If Ohio uses the NREMT as their State test, you will need to take that test.   You may also need to renew it each time to keep your State card.  You can not apply for your State card until you have taken the some exam that is mandated by your state.  Just passing the final exam in EMT class does not give you the green light to apply for a State card.  That is only one step of the process.

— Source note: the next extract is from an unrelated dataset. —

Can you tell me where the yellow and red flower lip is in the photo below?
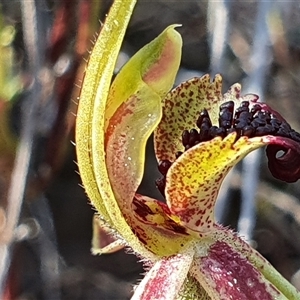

I would hope your EMT class instructor had provided you with the information for the certification process.


----------



## Cincy53 (Jun 29, 2008)

I beleive in Ohio you have to pass NR to get your state card. Once you pass NR then you have to contact the state and they mail you a card. I'm actually in the process right now. But I know a lot of guys who run full time with fire departments who only renew their state card. My older brother is a paramedic/FF and tells me that the reason he doesn't renew his NR because he isn't going to run anywhere else. I know a lot of other guys who do the same thing. But I definitely believe you should have to pass the NR to receive your first set of cards.


----------



## reaper (Jun 29, 2008)

Can I give you a hint. No one knows where their life will take them. You say that you will only need a state cert, but how do you know that? Five years from now, you may want or need to move to another state. Then you will have to take NREMT all over again. Get it, keep it and leave your choices open.


----------



## ladyemt 215 (Jun 29, 2008)

I agree with the others.  Just get it--even if you never move.  I'm a just-in-case junkie. 

It's a good thing to have--won't hurt.


----------



## mikeylikesit (Jun 29, 2008)

State Cert you have to do the CBI and FBI printing and take the state test which you need to re-new every 3 years. i would take the NR just because though...you get a cool patch and everything.


----------



## Firemedic515 (Jun 30, 2008)

Cincy53 said:


> I beleive in Ohio you have to pass NR to get your state card. Once you pass NR then you have to contact the state and they mail you a card. I'm actually in the process right now. But I know a lot of guys who run full time with fire departments who only renew their state card. My older brother is a paramedic/FF and tells me that the reason he doesn't renew his NR because he isn't going to run anywhere else. I know a lot of other guys who do the same thing. But I definitely believe you should have to pass the NR to receive your first set of cards.



This is correct.  You must pass NR to obtain an OH state cert.  After you have your state cert, you are only required to maintain your state cert (40 hours of CE every 3 years).  I would strongly advise you to maintain both your NR and State cards.


----------



## gunner2927 (Jun 30, 2008)

well i just found out that i passed so i guess i dont have to worry about it anymore


----------